The investigation “highlights an overall failure of the museum, as well as its supervisory authority, to address security issues,” said French Sénat Culture Committee Head Laurent Lafon at the hearing. Security Management reached out to the committee to obtain a copy of the investigation's report, but a spokesperson said that it is not public at this time.
Six years before the heist, jewelry experts at Van Cleef & Arpels conducted an audit of the Louvre’s management and mentioned several security vulnerabilities that were exploited in the October heist. The 2019 report explicitly mentioned the riverside balcony to the Apollon Gallery as a weak point reachable by an extendable ladder—the method that the thieves used to breach the Louvre in October.
Corbin said that the Louvre director, Laurence des Cars, was not aware of the 2019 report, which was the work of her predecessor, The Guardian reports. French President Emmanual Macron appointed des Cars to lead the Louvre in 2021.
“The recommendations were not acted on and they would have enabled us to avoid this robbery,” Corbin said.

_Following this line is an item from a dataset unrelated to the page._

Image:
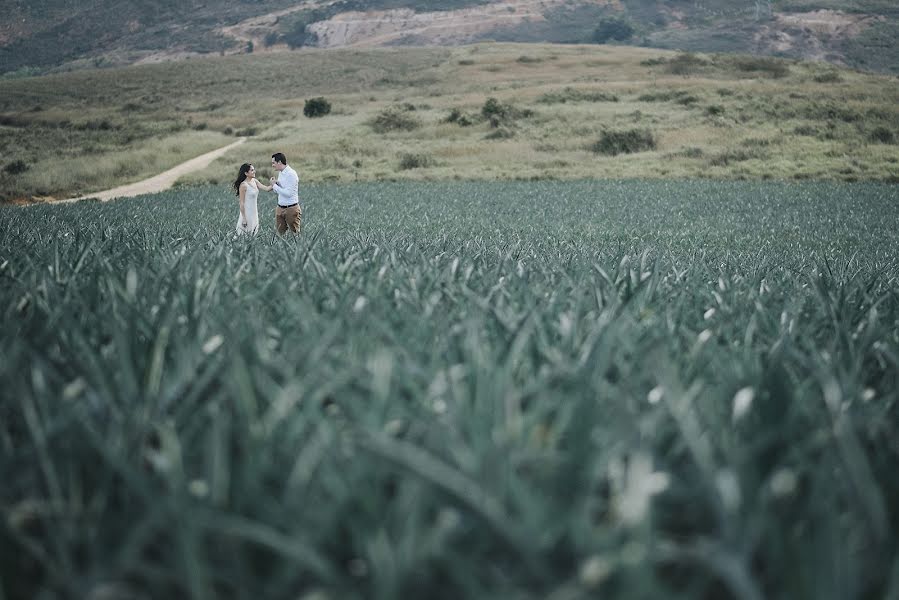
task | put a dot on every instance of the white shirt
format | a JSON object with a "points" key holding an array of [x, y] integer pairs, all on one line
{"points": [[288, 187]]}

French authorities have arrested four individuals suspected of being the thieves who broke into the Apollon Gallery. They have not recovered any of the jewelry, though. While it might still be intact, Erin Thompson, professor of art crime at John Jay College of Criminal Justice, told Security Management previously that jewelry is often disassembled, its settings melted down, and the stones recut for resale following a theft.
The investigation’s release comes at a challenging time for the Louvre. In November, France 24 reported that the country’s state auditor said that security upgrades at the Louvre were carried out at a “woefully inadequate pace” and that the museum prioritized “high-profile and attractive operations” instead of protecting itself.
Over the weekend, news broke that a water valve issue at the Louvre caused water damage to several hundred objects in the museum’s Egyptian antiquities section. And on Monday, several museum employee unions voted to authorize a strike to push for greater staffing and crowd control measures at the museum. The strike will begin next Monday—15 December.
“We are in a run-down museum which has shown its security weaknesses,” said Christian Galani, a CGT union official representing Louvre workers, in an interview with the Associated Press. The move to authorize a strike was unanimous and it will continue on a rolling basis. “We need a change of gear,” Galani added.
The Louvre and Securitas did not return Security Management’s requests for comment on this article.